A real question is how useful is that list. You may want to remove items,
too.
If you have to add REMOVE operation to it, the life becomes more
complicated. You cannot have a reader without synchronization then.
By the way, there's no need to torture yourself with K&R-style comments
/**/. All commercially available and free compilers support //, for long
time now.
"Chris Thomasson" <cri...@comcast.net> wrote in message
news:pfWdnUgLGvdS_YTa...@comcast.com...
[...]
You are 100% dead wrong about that! You can most certainly remove and
reclaim items from the list, while there are readers accessing it without
synchronization. Please study up on RCU's defer function:
// Writer Threads / Pop
node_t* n;
mutex_lock(...);
n = stack->front;
if (n) {
stack->front = n->next;
}
mutex_unlock(...);
rcu_defer(n);
// Writer Threads / Push
node_t *n = malloc(...)
mutex_lock(...);
// init new node
n->next = stack->front;
// release barrier
// make new node visible to readers
stack->front = n;
mutex_unlock(...);
// Read-Only Threads
// read stack anchor
node_t *nx, *n = stack->front;
/* dependent load-barrier -
read_barrier_depends() for Linux. */
// Iterate
while ( n )
{
// read next node
nx = n->next;
/* dependent load-barrier -
read_barrier_depends() for Linux. Alpha only */
// do whatever
do_whatever( n );
n = nx;
}
The rcu_defer function allows you to reclaim the node when after it has
entered a quiescent state. Also, look here:
http://groups.google.com/group/comp.programming.threads/msg/c8206c2535fe816e
/**/ is NOT support by C compilers!
Ahh shit!!!!!!!!!!!!
STUPID, STUPID!! ME!!!!!!!!!!!!!!!!!!!!!!!!!!
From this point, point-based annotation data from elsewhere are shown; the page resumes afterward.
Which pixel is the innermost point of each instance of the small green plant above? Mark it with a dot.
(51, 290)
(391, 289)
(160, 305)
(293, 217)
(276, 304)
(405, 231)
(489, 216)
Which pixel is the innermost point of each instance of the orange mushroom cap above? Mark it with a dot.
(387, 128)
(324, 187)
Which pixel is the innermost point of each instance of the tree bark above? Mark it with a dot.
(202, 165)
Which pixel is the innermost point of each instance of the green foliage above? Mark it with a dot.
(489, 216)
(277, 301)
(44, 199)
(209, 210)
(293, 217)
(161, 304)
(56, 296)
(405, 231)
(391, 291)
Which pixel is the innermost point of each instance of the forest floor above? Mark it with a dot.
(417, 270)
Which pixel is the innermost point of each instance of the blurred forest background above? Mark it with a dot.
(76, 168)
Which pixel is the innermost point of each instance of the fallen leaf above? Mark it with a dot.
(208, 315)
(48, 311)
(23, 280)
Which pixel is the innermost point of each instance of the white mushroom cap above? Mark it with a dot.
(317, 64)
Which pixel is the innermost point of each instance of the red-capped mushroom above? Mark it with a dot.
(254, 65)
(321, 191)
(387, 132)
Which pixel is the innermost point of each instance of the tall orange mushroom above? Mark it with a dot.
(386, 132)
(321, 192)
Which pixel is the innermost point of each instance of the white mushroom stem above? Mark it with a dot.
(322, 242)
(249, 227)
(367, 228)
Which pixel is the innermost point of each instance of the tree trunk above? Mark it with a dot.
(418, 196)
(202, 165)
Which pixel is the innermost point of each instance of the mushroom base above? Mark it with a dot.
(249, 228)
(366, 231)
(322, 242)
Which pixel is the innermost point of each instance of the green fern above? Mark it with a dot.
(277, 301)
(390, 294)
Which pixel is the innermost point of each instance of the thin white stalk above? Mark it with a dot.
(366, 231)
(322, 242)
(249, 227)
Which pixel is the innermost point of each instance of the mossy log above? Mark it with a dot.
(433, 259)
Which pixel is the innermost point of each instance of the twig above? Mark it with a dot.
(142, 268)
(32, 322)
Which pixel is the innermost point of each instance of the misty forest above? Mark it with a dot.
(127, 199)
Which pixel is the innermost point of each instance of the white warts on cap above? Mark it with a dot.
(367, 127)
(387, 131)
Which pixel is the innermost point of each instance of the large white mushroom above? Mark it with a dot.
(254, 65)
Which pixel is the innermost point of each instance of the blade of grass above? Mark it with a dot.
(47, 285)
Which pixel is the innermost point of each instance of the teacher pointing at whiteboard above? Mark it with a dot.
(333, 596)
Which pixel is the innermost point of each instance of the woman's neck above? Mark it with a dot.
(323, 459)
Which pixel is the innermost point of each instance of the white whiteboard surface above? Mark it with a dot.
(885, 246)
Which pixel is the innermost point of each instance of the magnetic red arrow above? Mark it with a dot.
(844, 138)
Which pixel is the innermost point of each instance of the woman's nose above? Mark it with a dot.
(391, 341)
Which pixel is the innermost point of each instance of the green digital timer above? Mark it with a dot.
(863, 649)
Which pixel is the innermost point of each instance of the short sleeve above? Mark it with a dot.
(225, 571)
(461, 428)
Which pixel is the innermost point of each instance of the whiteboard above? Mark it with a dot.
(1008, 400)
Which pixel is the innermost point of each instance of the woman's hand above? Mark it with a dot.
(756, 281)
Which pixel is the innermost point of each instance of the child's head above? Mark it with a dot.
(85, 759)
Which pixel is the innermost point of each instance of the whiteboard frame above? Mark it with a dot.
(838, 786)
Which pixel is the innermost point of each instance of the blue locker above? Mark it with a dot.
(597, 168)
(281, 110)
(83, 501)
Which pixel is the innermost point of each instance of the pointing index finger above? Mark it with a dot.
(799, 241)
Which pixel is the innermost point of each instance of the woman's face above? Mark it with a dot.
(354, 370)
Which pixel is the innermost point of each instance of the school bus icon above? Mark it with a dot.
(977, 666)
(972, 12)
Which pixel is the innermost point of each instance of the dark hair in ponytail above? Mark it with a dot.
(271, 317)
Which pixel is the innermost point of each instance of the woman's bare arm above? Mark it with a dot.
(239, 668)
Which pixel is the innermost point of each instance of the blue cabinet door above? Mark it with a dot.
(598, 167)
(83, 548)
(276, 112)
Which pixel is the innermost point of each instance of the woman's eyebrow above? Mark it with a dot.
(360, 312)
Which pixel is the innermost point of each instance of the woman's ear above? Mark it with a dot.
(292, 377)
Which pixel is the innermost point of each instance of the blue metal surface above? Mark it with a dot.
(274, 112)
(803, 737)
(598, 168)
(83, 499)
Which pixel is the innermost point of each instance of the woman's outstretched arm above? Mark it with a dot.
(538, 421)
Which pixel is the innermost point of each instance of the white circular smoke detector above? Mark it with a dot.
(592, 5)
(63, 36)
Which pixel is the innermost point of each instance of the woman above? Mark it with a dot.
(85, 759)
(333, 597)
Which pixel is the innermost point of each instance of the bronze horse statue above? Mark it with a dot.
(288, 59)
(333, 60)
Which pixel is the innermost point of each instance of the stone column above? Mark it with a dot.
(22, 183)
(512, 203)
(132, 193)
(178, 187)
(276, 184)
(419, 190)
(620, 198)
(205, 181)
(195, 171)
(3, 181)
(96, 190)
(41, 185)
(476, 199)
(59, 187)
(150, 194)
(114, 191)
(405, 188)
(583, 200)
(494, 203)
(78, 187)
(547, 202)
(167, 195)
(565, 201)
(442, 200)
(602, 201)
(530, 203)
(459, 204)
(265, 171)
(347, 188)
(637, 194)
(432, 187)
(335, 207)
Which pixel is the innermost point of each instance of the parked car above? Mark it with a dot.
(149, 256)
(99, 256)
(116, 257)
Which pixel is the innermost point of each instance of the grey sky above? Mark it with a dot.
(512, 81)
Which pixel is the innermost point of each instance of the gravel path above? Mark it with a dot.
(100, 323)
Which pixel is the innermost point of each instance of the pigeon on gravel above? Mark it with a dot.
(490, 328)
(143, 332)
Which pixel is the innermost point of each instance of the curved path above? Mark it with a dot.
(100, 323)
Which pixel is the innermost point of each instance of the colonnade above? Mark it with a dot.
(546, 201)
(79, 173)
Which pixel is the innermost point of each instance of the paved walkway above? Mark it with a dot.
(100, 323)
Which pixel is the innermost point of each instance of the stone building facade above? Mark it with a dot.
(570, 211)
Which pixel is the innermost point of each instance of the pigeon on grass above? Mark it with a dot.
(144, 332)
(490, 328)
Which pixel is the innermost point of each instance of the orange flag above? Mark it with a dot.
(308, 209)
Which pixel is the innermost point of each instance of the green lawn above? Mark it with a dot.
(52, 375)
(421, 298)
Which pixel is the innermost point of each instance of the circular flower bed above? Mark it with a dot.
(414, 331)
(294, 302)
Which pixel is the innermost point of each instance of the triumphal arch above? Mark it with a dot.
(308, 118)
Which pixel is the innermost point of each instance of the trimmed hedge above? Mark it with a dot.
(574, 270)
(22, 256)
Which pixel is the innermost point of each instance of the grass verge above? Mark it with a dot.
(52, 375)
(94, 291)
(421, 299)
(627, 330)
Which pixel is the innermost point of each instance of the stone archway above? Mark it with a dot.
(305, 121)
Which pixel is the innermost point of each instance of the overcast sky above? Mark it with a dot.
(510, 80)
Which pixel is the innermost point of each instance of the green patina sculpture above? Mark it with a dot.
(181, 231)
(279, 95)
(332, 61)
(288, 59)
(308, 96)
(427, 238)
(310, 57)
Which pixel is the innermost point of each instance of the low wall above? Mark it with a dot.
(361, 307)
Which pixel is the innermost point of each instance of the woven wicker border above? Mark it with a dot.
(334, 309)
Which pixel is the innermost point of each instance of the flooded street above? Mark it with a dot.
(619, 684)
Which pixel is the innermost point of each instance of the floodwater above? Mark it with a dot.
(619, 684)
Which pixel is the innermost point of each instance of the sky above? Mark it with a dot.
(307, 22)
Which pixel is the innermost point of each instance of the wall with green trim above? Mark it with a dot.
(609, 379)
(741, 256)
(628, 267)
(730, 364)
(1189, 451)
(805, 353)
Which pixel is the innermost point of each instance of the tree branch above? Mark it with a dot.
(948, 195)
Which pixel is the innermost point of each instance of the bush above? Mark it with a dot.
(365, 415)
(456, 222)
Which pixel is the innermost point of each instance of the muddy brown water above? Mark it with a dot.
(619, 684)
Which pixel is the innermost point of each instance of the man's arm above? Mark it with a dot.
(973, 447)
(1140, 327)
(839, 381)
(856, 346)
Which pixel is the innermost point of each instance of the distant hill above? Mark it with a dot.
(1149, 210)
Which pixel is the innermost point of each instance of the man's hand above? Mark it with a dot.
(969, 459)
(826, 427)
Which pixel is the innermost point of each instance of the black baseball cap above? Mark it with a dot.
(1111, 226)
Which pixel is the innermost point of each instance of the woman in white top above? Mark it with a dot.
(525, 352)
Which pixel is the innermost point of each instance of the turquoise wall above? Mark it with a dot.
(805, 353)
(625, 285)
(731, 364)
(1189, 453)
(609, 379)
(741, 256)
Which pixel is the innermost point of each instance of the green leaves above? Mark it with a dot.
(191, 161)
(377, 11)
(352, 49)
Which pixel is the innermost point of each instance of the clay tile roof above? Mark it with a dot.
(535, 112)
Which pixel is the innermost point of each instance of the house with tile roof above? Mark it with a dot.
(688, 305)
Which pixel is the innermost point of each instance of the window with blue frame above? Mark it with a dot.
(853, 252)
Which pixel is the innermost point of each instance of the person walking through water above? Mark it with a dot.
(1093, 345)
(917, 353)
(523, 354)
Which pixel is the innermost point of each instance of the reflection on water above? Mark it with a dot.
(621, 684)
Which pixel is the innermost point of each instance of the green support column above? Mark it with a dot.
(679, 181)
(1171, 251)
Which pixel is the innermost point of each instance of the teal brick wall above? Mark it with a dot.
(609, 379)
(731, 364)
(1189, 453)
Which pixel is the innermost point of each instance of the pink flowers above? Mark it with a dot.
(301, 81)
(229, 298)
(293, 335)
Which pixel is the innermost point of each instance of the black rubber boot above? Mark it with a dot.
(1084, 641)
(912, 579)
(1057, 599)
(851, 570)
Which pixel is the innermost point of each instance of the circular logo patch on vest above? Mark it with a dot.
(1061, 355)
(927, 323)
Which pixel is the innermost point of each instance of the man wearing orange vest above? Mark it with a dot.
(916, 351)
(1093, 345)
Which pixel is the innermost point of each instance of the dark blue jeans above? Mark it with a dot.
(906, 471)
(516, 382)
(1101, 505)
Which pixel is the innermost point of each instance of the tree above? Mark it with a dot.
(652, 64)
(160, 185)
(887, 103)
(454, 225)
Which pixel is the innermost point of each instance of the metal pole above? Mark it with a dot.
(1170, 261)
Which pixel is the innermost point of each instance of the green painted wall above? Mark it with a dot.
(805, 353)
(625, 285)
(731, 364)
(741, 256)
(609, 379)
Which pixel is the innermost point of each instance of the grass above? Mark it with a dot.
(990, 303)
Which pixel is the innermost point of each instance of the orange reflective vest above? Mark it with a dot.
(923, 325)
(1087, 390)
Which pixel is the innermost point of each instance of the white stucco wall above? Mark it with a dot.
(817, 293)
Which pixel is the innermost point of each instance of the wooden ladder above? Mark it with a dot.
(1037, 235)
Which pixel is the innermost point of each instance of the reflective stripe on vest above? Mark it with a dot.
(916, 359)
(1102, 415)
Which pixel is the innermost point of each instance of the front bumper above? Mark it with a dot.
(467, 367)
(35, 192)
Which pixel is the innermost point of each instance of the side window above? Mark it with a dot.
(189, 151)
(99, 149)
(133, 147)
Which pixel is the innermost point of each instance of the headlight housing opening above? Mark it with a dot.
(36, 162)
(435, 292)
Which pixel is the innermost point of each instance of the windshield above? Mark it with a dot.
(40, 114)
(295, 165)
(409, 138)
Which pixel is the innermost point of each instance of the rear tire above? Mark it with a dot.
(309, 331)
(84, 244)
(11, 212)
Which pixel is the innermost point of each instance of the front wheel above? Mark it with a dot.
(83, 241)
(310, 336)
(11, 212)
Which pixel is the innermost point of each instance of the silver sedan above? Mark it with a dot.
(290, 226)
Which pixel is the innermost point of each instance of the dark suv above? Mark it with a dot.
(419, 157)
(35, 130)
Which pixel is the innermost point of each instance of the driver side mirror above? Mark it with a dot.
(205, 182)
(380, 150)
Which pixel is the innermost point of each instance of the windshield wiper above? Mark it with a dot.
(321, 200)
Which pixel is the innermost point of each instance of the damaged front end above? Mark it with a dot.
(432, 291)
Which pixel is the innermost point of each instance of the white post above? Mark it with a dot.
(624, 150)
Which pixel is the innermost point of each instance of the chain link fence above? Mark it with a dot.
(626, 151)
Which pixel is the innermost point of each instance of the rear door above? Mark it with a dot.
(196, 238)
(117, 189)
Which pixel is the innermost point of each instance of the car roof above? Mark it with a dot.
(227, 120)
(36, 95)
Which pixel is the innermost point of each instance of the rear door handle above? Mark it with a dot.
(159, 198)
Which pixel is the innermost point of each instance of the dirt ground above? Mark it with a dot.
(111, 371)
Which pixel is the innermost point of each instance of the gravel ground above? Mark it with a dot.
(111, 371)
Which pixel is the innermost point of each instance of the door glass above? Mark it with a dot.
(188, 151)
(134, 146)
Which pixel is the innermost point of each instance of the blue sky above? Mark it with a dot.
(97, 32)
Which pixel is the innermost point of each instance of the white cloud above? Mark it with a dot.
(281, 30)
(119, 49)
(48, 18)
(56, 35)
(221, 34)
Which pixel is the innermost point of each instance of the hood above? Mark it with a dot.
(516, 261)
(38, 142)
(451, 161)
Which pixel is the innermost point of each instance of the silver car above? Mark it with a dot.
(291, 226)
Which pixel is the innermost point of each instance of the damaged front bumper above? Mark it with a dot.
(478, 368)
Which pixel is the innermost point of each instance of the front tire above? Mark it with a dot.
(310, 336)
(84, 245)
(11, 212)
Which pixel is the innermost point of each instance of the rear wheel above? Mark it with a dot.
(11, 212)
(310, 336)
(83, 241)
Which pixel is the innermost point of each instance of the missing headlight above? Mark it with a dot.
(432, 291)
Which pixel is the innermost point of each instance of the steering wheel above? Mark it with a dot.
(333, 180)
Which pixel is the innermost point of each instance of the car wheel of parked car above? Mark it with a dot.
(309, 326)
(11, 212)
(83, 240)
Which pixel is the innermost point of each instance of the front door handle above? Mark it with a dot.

I meant to say: // is NOT supported by Standard C compilers!
Sorry for any confusions!
I made a retarded mistake!
Study here as well:
http://groups.google.com/group/comp.programming.threads/browse_frm/thread/82376b7295e6ce1a
Also, PLEASE do not confuse PDR with GC!
[...]
RCU list is FINE with insertions on the head, middle or tail...
Please, STUDY BEFORE you make massively NAIVE STATEMENTS!
Also Post over comp.programming.threads. We know how to handle all of your
worries...
Check ISO/IEC 9899:1999
"Chris Thomasson" <cri...@comcast.net> wrote in message
news:_cKdnY-ke6V_PITa...@comcast.com...
"Chris Thomasson" <cri...@comcast.net> wrote in message
news:5dudnZXIQdxlwoTa...@comcast.com...
"Chris Thomasson" <cri...@comcast.net> wrote in message
news:0KydnTFwA-IVHoTa...@comcast.com...
Yup. I was lacking sleep, which tends to render a sort -of stupor.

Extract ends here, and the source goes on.